My 10 Best Movies of 2011
Did you see any good movies in 2011? This past year must have been a good year for movies. How can I tell? Because at the end of 2010 I only managed to name my top 5 movies of the year. This was not a stylistic choice, but one of necessity. Because I couldn’t come up with ten. I saw a few more movies in 2011 compared to 2010 (19 compared to 15) but I must have seen more that I enjoyed because here’s my Top 10! Disclaimer: I obviously didn’t see everything. There are some movies out there that I have a feeling would have made this list, but I missed them. Let me know in the comments what you think should have made the list.
Starring Brad Pitt, Jonah Hill, Philip Seymour Hoffman
A movie about sport is always going to be a tough sell for me. While I love strapping on the boots and running onto the field, sitting down to watch a game of rugby really isn’t my thing. I’m not much of a spectator. A sport movie about Baseball, a sport I really only know about from watching American movies and TV? You’re really going to struggle to get my attention. On top of that, make the movie about Baseball statistics? I mean really? A movie about baseball and math and you expect me to want to sit down in a cinema for two hours and watch? The only way a movie like that could be watchable was if it had a great cast and an entertaining script.
Fortunately for Moneyball, it has all of the above and more.
Captain America: The First Avenger (2011)
Captain America: The First Avenger (2011)
Starring Chris Evans, Hugo Weaving, Tommy Lee Jones
If you were checking out the racks of magazines and comic books in December 1940, you might have caught a glimpse of a brand new comic book called Captain America Comics. On the cover was an image of a man dressed in an American flag themed costume punching Hitler in the face. Which was pretty forward thinking of the artist, considering the attack on Pearl Harbor and America’s entry into World War II was still a full year away. Here was the very image of American freedom and pride in action. Since then, Captain America has been front and center amongst the pantheon of Marvel superheroes. So it was inevitable that Captain America would get his turn to shine as part of the Marvel Comics onslaught of the silver screen.

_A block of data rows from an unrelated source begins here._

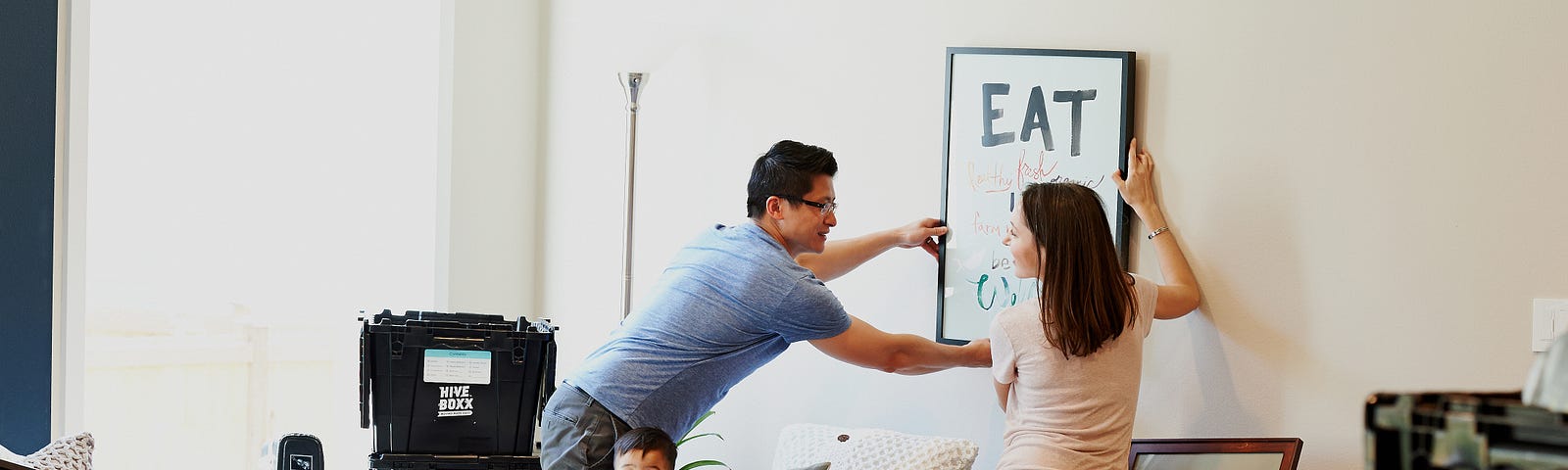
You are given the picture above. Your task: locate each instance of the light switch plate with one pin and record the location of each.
(1548, 320)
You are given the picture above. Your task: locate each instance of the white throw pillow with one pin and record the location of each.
(804, 446)
(67, 453)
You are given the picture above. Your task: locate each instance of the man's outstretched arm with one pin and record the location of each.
(867, 347)
(843, 256)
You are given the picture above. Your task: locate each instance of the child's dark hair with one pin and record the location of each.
(647, 439)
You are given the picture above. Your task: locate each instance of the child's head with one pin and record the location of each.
(645, 448)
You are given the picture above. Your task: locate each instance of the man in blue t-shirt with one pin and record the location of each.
(729, 303)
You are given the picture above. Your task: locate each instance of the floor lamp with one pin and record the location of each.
(632, 83)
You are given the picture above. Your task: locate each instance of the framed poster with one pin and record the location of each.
(1019, 117)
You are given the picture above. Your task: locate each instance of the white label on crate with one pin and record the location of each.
(457, 367)
(455, 401)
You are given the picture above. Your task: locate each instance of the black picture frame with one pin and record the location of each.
(1074, 78)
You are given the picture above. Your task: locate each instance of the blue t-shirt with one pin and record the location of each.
(731, 302)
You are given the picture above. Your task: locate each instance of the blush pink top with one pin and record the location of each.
(1068, 412)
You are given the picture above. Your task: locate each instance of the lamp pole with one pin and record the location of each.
(632, 83)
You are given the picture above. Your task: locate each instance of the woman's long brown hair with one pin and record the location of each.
(1086, 298)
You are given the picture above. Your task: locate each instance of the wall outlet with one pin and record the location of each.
(1548, 320)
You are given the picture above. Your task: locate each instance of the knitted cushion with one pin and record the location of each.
(802, 446)
(67, 453)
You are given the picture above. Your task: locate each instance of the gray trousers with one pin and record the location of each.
(579, 433)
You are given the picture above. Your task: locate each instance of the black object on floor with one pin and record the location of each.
(454, 384)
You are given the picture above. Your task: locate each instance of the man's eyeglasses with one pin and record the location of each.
(825, 208)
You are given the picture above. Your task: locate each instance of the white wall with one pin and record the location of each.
(488, 166)
(1369, 192)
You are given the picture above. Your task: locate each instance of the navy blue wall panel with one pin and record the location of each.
(27, 218)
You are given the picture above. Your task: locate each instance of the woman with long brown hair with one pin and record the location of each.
(1066, 364)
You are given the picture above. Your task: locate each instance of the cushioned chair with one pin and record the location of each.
(839, 448)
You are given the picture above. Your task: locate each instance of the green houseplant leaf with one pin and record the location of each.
(689, 436)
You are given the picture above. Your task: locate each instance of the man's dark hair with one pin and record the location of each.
(647, 439)
(786, 169)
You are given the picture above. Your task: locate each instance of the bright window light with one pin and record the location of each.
(258, 174)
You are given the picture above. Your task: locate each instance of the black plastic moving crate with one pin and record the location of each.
(1421, 431)
(452, 462)
(454, 384)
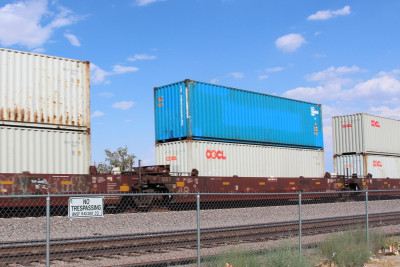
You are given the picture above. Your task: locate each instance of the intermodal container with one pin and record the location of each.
(364, 133)
(196, 110)
(37, 88)
(43, 150)
(245, 160)
(380, 166)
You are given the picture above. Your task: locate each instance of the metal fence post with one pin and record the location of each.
(300, 225)
(198, 230)
(48, 230)
(366, 215)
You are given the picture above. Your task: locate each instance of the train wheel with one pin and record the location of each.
(144, 203)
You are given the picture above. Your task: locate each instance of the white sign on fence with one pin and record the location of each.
(84, 207)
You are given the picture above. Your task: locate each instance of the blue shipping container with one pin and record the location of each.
(197, 110)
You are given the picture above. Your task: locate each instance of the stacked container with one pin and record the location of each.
(223, 131)
(365, 144)
(44, 114)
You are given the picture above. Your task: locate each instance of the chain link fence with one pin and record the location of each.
(206, 229)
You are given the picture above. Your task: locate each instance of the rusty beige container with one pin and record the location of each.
(244, 160)
(364, 133)
(37, 88)
(43, 150)
(380, 166)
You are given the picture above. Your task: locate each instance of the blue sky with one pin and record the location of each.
(341, 54)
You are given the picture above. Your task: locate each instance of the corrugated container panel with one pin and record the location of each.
(380, 166)
(364, 133)
(244, 160)
(197, 110)
(38, 88)
(40, 150)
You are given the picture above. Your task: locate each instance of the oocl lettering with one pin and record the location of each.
(171, 158)
(377, 163)
(375, 124)
(213, 154)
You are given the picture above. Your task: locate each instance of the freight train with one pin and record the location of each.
(158, 179)
(45, 129)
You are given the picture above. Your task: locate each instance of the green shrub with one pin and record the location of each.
(347, 248)
(285, 256)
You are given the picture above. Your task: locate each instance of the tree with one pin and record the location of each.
(119, 158)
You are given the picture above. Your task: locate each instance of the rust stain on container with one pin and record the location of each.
(22, 114)
(16, 113)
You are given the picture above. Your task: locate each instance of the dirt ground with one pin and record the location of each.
(385, 261)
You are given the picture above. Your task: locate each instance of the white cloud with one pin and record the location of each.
(121, 69)
(237, 75)
(97, 74)
(386, 111)
(384, 88)
(317, 55)
(38, 50)
(141, 57)
(124, 105)
(106, 94)
(146, 2)
(317, 94)
(290, 42)
(332, 73)
(21, 23)
(327, 14)
(214, 81)
(97, 114)
(276, 69)
(72, 39)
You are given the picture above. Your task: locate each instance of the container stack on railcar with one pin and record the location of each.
(366, 144)
(222, 131)
(44, 114)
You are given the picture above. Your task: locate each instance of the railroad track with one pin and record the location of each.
(138, 244)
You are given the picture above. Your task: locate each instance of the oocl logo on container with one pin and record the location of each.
(171, 158)
(377, 163)
(213, 154)
(375, 124)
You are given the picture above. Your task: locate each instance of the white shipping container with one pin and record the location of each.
(364, 133)
(38, 88)
(40, 150)
(244, 160)
(380, 166)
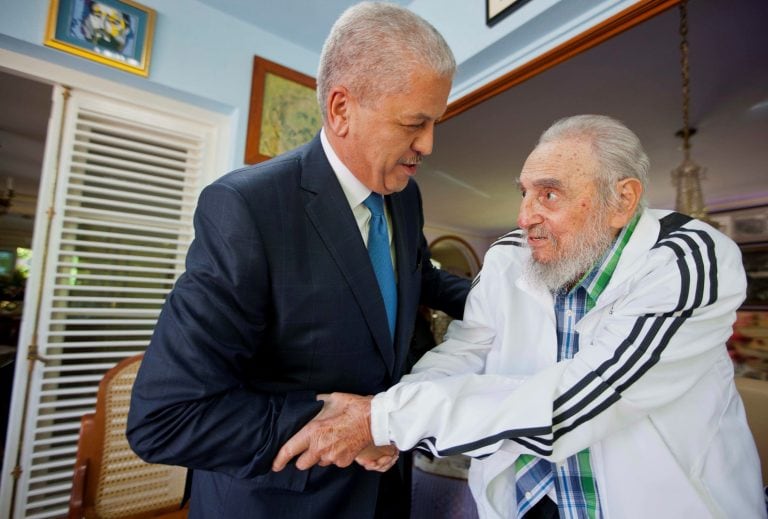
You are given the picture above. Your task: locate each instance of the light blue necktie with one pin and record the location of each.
(378, 250)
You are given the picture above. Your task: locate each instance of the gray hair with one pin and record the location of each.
(373, 46)
(617, 149)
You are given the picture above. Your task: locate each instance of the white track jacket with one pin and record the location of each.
(650, 391)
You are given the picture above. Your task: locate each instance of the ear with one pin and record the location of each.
(630, 192)
(339, 110)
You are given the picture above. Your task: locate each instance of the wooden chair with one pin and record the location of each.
(110, 481)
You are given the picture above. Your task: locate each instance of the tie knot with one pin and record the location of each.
(375, 204)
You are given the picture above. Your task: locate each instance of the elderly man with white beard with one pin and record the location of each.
(589, 377)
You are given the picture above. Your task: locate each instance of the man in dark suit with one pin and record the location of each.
(281, 301)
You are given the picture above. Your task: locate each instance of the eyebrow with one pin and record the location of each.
(551, 183)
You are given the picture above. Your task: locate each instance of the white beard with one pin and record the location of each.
(579, 258)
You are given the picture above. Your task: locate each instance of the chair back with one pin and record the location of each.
(117, 483)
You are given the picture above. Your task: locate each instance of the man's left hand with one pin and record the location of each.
(339, 432)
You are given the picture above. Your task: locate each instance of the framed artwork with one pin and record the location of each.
(117, 33)
(496, 10)
(744, 225)
(283, 112)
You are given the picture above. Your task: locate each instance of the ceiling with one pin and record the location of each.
(468, 183)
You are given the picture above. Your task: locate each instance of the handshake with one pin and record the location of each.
(338, 435)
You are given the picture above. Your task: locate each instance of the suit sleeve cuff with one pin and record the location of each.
(380, 420)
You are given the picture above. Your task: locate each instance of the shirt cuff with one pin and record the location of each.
(380, 420)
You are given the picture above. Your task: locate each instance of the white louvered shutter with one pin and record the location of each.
(126, 188)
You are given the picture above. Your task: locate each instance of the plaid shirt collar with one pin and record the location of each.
(595, 281)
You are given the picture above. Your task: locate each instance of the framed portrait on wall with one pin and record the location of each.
(496, 10)
(117, 33)
(744, 225)
(283, 112)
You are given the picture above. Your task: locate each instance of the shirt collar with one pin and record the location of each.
(354, 190)
(595, 281)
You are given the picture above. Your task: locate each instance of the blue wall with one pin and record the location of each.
(204, 57)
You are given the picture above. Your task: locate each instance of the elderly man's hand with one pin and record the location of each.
(339, 432)
(380, 459)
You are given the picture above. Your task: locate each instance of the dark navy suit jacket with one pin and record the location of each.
(278, 303)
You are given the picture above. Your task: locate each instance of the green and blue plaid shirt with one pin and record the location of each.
(573, 480)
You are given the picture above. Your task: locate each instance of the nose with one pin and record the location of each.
(528, 214)
(425, 140)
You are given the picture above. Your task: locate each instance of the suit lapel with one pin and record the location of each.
(402, 253)
(328, 210)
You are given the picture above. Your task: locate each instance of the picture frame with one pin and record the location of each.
(283, 111)
(744, 225)
(117, 33)
(497, 10)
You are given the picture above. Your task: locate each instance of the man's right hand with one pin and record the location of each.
(336, 436)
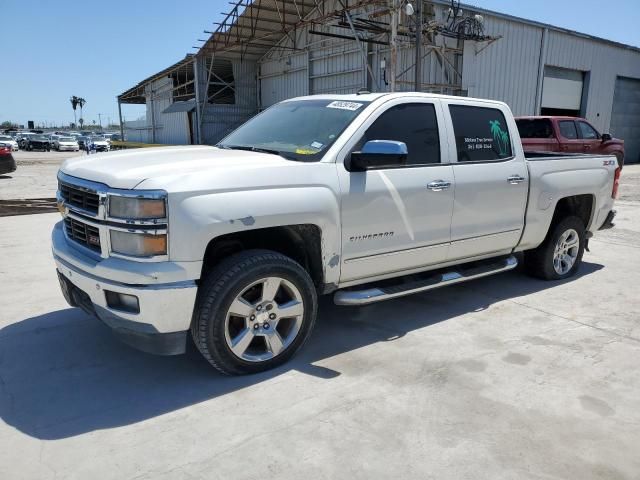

So here’s Captain America: The First Avenger. A lot could go wrong here. This is a superhero adventure movie set during WWII that also has to act as the next chapter in the ongoing Marvel movie continuity already set up by Thor, Iron Man, and The Incredible Hulk. A lot could have gone wrong. But it doesn’t. What we have here is a film that manages to be a tight, heart-felt adventure that is one of the most consistently good superhero movies ever made.
The Conspirator (2011)
Starring James McAvoy and Robin Wright
In 1865, Abraham Lincoln, President of the United States of America, was assassinated. Lincoln was sitting in a theatre watching a play when John Wilkes Booth snuck up behind the President and shot him in the head. It was a tragic moment for the people of the United States. A nation was in mourning and demanded justice. Booth was shot and killed in the ensuing manhunt. But Booth did not act alone. He was part of a conspiracy to assassinate the President. Eight people were brought to caught accused of conspiracy to murder. One of them was Mary Surratt, the owner of a boarding house. The Conspirator tells the story of Mary Surratt’s trial. While the people call for her execution, questions begin to arise. Is Surratt actually guilty? And is the court more interested in vengeance than justice? The Conspirator is not just a movie describing a historical event. Because these are issues that still have an impact today.
X-Men: First Class
Starring James McAvoy, Michael Fassbender, Kevin Bacon, January Jones
There’s something about the 1960s which just strikes me as being sexy and cool. I remember as a kid being exposed to a lot of Get Smart, Rat Pack movies, the old school Batman TV show and of course Sean Connery as James Bond. The music, clothes, style and attitude will always be associated with a certain kind of cool. The Beatles were rocking the chart, London was the fashion capital of the world and JFK was in the White House. And in America, a small comic book company called Marvel Comics was beginning to make it’s mark. They already had hits with characters such as the Fantastic Four, Iron Man, Thor and Spider-Man. And then came the X-Men.
The X-Men was a book truly ahead of it’s time. The X-Men was about a group of outcasts who were hated and ostracized just because they were born different. They stood up to protect a world that hated and feared them. This is what made them special. This is what made them unique. And the new movie X-Men: First Class takes us back to the beginning of the X-Men. Super powered mutant vs super powered mutant with a 1960s backdrop.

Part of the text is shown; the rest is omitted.